I plan to experiment a bit more in this area.

I tested this with 512 threshold and I'm only seeing a notable runtime regression in the testsuite multisource in MallocBench. I would not block on that, the stack overflow issue is a larger concern.

nikic added a comment.Feb 18 2021, 2:22 PM

I've opened D96996 to just add a simple 512 depth limit, without all the extra complexity in this patch. That provides a quick fix for the immediate issue, while leaving a more comprehensive limit for later.
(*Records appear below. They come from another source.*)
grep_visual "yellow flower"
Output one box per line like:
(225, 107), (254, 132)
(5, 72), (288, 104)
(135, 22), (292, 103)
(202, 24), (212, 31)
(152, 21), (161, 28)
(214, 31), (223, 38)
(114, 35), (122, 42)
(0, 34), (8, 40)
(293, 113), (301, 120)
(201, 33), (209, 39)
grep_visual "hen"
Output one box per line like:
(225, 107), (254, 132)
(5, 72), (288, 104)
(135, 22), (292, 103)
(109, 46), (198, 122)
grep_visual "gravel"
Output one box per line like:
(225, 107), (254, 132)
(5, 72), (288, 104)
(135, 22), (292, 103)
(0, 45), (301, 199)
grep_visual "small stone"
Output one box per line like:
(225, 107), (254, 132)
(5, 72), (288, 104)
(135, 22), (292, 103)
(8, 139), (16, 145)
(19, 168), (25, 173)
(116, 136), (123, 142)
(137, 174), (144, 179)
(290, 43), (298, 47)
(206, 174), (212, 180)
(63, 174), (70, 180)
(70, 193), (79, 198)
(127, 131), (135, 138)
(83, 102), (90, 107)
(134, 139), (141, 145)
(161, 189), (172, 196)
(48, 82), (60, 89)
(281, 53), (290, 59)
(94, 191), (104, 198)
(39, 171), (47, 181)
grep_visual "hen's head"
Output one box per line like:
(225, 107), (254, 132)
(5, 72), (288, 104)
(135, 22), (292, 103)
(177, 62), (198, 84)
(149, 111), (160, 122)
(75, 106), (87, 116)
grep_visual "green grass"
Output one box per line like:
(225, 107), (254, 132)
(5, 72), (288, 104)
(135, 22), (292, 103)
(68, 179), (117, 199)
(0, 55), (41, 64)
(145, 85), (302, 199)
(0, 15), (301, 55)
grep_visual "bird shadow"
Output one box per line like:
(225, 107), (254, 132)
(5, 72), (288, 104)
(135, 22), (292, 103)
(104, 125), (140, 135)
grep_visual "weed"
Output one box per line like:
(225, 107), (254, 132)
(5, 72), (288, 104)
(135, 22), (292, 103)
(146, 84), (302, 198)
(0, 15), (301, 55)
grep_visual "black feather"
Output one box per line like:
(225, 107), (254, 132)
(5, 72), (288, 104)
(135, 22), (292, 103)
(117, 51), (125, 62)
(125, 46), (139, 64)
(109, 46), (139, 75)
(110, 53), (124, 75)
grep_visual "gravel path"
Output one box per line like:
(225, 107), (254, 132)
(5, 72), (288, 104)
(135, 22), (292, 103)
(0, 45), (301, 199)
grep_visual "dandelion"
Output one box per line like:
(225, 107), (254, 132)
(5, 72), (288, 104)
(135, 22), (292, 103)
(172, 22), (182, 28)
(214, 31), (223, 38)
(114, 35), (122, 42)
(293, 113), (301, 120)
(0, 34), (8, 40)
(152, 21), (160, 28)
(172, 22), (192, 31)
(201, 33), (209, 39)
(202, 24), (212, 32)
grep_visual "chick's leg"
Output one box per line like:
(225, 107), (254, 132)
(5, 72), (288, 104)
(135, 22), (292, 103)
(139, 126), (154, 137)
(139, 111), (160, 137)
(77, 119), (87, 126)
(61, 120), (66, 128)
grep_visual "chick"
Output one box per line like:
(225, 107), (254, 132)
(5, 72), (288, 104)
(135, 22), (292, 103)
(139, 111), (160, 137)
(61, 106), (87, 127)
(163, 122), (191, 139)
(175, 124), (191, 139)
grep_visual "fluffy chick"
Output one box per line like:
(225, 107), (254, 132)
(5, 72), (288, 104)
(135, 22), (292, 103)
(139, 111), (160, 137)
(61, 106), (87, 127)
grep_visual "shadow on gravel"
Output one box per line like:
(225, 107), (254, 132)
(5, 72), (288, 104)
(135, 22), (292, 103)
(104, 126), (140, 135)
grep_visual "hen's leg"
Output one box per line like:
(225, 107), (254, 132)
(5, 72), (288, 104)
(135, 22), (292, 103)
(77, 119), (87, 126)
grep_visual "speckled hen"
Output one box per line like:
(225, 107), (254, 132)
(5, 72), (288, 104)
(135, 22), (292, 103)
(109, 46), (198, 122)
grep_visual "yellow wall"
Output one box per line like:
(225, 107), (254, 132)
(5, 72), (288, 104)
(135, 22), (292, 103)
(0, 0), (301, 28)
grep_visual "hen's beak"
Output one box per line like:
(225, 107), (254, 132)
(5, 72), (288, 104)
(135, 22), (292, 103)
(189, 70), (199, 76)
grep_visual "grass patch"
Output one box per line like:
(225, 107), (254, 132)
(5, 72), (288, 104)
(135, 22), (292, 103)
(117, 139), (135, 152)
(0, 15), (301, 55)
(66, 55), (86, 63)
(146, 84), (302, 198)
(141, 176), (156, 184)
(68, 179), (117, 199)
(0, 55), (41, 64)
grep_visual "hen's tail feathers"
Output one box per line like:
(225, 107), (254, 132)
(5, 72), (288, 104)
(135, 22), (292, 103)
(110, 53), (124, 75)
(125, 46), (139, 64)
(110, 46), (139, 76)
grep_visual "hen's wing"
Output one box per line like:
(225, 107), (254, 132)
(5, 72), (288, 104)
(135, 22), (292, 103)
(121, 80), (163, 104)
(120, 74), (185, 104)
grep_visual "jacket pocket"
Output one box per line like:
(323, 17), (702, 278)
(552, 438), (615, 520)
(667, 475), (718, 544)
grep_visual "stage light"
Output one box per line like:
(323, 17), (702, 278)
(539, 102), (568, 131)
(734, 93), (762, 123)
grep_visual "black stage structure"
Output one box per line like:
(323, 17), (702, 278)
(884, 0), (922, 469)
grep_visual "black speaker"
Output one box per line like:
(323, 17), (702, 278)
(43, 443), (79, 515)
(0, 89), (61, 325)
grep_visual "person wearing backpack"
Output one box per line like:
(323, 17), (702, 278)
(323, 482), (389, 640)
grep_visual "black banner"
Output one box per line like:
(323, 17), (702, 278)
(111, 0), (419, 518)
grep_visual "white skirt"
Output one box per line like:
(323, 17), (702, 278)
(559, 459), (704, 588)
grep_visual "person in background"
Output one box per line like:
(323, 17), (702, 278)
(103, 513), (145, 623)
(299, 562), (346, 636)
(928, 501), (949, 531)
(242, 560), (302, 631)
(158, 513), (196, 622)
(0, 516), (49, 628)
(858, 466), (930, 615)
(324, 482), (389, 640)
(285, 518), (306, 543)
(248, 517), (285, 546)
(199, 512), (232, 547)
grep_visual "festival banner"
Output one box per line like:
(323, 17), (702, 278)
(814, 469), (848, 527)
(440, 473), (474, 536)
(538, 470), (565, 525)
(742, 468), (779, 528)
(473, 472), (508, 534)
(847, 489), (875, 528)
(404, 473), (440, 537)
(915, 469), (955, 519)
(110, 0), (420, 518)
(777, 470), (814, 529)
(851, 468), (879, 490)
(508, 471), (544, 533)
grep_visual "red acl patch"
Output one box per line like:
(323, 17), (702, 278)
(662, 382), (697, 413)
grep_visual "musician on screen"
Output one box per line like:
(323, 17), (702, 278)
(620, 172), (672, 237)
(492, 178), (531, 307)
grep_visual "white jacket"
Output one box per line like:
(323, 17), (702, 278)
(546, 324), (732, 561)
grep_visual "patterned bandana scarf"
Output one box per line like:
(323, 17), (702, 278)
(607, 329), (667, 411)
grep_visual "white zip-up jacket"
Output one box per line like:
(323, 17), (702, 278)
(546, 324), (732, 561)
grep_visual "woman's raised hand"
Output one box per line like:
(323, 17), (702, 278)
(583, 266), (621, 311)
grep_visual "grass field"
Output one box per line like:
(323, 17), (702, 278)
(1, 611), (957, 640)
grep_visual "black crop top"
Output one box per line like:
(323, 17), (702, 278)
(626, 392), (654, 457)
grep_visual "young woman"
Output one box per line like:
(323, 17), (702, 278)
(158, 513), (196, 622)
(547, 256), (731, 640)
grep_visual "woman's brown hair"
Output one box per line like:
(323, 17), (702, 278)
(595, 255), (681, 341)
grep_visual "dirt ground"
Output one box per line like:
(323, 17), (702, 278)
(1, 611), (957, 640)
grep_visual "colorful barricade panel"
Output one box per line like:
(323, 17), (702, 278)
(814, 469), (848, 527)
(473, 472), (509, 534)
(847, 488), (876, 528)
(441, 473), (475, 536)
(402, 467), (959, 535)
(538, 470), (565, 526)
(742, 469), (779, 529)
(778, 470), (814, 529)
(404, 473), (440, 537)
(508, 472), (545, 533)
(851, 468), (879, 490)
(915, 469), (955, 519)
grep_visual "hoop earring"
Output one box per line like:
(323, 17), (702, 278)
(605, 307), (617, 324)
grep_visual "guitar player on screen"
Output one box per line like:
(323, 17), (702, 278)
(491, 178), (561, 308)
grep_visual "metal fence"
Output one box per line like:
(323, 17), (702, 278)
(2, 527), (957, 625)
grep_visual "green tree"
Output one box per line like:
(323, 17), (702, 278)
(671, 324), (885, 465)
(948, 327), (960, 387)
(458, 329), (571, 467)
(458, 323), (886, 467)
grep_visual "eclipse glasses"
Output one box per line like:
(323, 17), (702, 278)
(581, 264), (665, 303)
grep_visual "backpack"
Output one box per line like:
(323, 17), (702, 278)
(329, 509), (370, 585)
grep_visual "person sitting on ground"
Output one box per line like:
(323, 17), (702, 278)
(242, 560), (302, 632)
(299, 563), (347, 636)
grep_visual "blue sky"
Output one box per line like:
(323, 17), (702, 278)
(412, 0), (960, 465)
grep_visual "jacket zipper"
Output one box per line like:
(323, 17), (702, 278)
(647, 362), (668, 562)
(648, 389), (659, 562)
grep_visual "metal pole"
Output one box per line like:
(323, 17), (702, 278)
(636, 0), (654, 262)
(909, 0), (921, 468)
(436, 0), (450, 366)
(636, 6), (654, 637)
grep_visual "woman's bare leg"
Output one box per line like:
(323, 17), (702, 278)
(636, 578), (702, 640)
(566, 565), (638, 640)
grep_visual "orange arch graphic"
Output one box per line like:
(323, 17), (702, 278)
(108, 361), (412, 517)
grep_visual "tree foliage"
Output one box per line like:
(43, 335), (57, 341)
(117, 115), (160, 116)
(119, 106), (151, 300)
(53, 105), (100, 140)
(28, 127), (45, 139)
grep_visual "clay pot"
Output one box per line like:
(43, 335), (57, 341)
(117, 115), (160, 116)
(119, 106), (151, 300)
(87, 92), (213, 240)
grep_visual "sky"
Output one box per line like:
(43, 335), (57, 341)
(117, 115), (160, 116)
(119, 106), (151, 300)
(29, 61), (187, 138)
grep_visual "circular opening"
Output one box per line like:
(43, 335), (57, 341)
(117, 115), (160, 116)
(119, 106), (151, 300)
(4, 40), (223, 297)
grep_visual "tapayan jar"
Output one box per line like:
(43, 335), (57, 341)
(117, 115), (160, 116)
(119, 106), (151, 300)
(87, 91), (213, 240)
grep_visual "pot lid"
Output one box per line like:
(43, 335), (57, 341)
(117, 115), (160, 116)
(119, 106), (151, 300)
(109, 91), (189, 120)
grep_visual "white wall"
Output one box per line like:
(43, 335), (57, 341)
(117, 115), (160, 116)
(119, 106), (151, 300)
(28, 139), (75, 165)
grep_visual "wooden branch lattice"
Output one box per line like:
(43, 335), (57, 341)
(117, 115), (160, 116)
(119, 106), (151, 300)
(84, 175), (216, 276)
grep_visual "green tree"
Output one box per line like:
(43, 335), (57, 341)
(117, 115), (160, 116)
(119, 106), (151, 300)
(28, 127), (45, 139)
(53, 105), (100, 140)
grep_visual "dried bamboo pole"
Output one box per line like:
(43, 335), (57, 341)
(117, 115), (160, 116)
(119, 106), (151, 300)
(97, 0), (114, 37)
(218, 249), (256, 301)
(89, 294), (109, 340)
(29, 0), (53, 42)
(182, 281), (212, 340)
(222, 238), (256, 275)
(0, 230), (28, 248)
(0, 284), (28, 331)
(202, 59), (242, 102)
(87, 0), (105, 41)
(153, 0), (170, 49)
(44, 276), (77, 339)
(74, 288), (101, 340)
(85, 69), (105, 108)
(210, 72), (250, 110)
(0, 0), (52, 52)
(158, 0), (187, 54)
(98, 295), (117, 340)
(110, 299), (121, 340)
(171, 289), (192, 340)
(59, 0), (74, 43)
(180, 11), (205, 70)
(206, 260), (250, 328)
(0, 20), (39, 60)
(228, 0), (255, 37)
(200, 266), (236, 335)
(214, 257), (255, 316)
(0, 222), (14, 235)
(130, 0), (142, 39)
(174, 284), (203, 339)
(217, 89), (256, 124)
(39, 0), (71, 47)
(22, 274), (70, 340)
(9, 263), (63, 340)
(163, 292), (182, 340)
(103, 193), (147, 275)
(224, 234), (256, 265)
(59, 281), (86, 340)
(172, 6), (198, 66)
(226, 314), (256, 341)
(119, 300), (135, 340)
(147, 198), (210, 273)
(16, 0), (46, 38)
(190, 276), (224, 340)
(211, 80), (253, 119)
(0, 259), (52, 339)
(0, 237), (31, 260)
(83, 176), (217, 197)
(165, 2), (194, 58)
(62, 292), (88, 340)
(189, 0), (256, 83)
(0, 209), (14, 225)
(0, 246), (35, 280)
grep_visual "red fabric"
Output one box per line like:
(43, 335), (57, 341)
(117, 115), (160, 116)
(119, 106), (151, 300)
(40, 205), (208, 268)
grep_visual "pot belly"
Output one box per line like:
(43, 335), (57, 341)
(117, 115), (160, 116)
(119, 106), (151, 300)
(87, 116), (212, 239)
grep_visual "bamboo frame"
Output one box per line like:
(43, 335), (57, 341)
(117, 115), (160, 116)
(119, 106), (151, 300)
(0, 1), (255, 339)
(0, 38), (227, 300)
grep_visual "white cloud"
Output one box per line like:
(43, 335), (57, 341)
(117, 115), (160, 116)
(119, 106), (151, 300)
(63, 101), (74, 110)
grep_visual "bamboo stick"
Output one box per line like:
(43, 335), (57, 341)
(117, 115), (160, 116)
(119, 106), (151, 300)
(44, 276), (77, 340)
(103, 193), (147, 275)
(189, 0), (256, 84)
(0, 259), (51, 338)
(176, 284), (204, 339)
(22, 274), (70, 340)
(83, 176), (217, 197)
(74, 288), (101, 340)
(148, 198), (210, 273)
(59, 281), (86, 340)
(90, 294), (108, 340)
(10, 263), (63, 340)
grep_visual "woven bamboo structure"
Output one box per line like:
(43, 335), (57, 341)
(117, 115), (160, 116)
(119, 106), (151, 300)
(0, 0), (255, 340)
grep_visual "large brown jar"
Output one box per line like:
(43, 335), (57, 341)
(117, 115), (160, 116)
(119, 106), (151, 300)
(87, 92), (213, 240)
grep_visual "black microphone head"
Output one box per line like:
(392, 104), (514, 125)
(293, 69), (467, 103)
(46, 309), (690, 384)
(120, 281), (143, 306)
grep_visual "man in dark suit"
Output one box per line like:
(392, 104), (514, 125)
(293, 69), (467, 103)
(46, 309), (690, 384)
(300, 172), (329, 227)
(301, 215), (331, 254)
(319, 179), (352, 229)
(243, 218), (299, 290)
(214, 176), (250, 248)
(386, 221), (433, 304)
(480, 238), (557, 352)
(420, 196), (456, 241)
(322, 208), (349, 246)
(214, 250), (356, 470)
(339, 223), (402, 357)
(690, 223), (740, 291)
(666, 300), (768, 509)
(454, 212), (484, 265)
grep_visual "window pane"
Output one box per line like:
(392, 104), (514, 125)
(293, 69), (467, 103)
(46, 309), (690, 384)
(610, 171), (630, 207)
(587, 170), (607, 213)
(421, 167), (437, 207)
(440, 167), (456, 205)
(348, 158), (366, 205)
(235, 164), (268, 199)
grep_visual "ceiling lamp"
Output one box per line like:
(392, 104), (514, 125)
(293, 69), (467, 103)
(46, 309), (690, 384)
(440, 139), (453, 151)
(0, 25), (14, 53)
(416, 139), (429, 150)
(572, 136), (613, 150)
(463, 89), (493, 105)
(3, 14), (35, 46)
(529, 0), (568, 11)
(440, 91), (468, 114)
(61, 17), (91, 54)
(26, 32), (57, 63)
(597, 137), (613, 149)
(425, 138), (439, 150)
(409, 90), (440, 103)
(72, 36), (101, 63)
reames added a subscriber: reames.Feb 25 2021, 6:43 PM

Though now that I think on it, it might make more sense to restrict the total number of recursive queries rather than the query depth in particular, which could allow either a deep linear query, or a shallow branching one.

+1 to this thought. Are you working on a patch in this direction? I'm interested in seeing this resolved so that D92401 can be reapplied. I've got a test case that needs something along the lines of D92401 to get decent results, and I don't see any good workarounds. If you need help or motivated review, let me know.

nikic added a comment.Feb 26 2021, 1:17 PM

While changing this to limit number of recursive queries instead of depth, I ran into some issues trying to keep BatchAA consistency. My assumption was that if a recursive query hits the limit and returns MayAlias, the whole query will be MayAlias. However, while this is true for BasicAA in isolation, it isn't true when combined with e.g. GlobalsAA. This means we can't accurately emulate the result of a query as if it weren't cached, or at least I don't see any obvious way. Possibly we need to relax this to "BatchAA should not produce worse results than AA" rather than "BatchAA should produce the same results as AA".